Numa primeira parte com poucos lances de registo, nota apenas para mais uma oportunidade, à passagem do minuto 38, quando Alex, depois de boa arrancada, rematou ligeiramente ao lado da baliza à guarda de Batista, dando a sensação de golo aos adeptos presentes.

Para a segunda metade, o treinador alvinegro apostou em Catarino, abdicando de Pardal, e o extremo apareceu em bom plano, lançando, ao minuto 59, Alex que, em boa posição, não conseguiu dar melhor seguimento ao remate, atirando por cima da baliza contrária.

Em jogo de parada e resposta, Aparício voltou a ameaçar a baliza de Diogo, logo de seguida, mas o remate saiu ligeiramente ao lado.

Ainda assim, a Sanjoanense estava por cima, tentava impor maior ritmo na procura do golo e, a cerca de 15 minutos do fim, Catarino, lançado pela ala direita, acabou derrubado por um defesa contrário, já dentro da área. Sérgio Guelho não teve dúvidas, apontou para a marca do castigo máximo e Bino, chamado a converter, não desperdiçou a oportunidade, colocando a Sanjoanense em vantagem.

Apesar de estarem na frente, os comandados de Pêpa procuravam não diminuir a intensidade e evitar surpresas e, ao minuto 89, podiam ter sentenciado a partida mas Catarino, isolado e já depois de passar por Batista, atirou para a baliza deserta mas viu o 2-0 negado por um defesa contrário, em cima da linha de golo.

E, quando nada fazia esperar, o Gafanha chegaria à igualdade. No tudo por tudo pelo empate, a formação local optava pelo jogo direto e, na sequência de um desses lances, Hugo Paulo, à boca da baliza, desviou um primeiro remate defendido por Diogo, para desalento dos alvinegros.

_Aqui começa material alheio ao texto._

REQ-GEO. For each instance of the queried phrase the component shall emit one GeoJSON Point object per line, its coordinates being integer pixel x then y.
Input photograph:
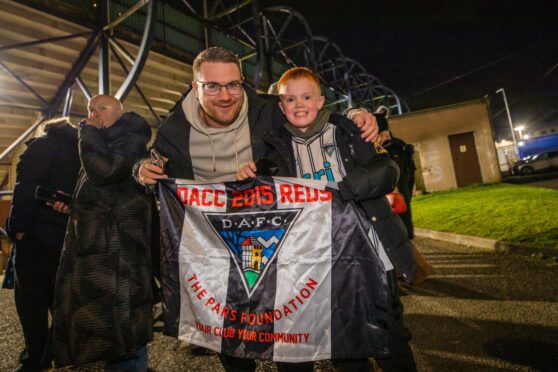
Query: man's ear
{"type": "Point", "coordinates": [281, 107]}
{"type": "Point", "coordinates": [321, 102]}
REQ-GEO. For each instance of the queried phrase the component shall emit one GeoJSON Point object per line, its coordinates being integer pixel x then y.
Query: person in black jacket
{"type": "Point", "coordinates": [317, 144]}
{"type": "Point", "coordinates": [50, 161]}
{"type": "Point", "coordinates": [103, 292]}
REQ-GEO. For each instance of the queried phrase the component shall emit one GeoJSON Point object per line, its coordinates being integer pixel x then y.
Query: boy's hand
{"type": "Point", "coordinates": [60, 207]}
{"type": "Point", "coordinates": [383, 137]}
{"type": "Point", "coordinates": [248, 171]}
{"type": "Point", "coordinates": [367, 124]}
{"type": "Point", "coordinates": [150, 173]}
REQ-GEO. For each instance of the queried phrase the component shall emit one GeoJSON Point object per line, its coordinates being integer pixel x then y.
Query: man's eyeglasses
{"type": "Point", "coordinates": [213, 89]}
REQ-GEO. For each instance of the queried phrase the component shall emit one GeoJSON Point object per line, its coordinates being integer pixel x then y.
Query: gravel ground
{"type": "Point", "coordinates": [166, 354]}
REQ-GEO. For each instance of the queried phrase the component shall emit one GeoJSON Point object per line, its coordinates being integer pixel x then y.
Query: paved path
{"type": "Point", "coordinates": [481, 311]}
{"type": "Point", "coordinates": [484, 311]}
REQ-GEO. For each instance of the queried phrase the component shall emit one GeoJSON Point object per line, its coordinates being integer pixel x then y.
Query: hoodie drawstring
{"type": "Point", "coordinates": [236, 151]}
{"type": "Point", "coordinates": [212, 152]}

O jogo terminou pouco depois, com um empate que cela as aspirações da Sanjoanense de acesso à fase de promoção, numa altura em que faltam três jogos para o final da primeira fase.

Apesar do deslize, nota para a estreia de Rochinha, mais um jovem da formação júnior promovido à equipa sénior por Pêpa.

Na próxima jornada, a Sanjoanense recebe o Lusitano Vildemoinhos.

 

Declarações de Pêpa:

Depois de tudo o que aconteceu ultimamente, a Sanjoanense volta a não conseguir os três pontos ao sofrer, no último minuto, o golo do empate. Que sentimentos o invadem?

O sentimento é de enorme satisfação em treinar jogadores humildes, jovens e que sentem a camisola. Apesar das dificuldades e das poucas ajudas, sinto um orgulho enorme em treinar este grupo de jogadores.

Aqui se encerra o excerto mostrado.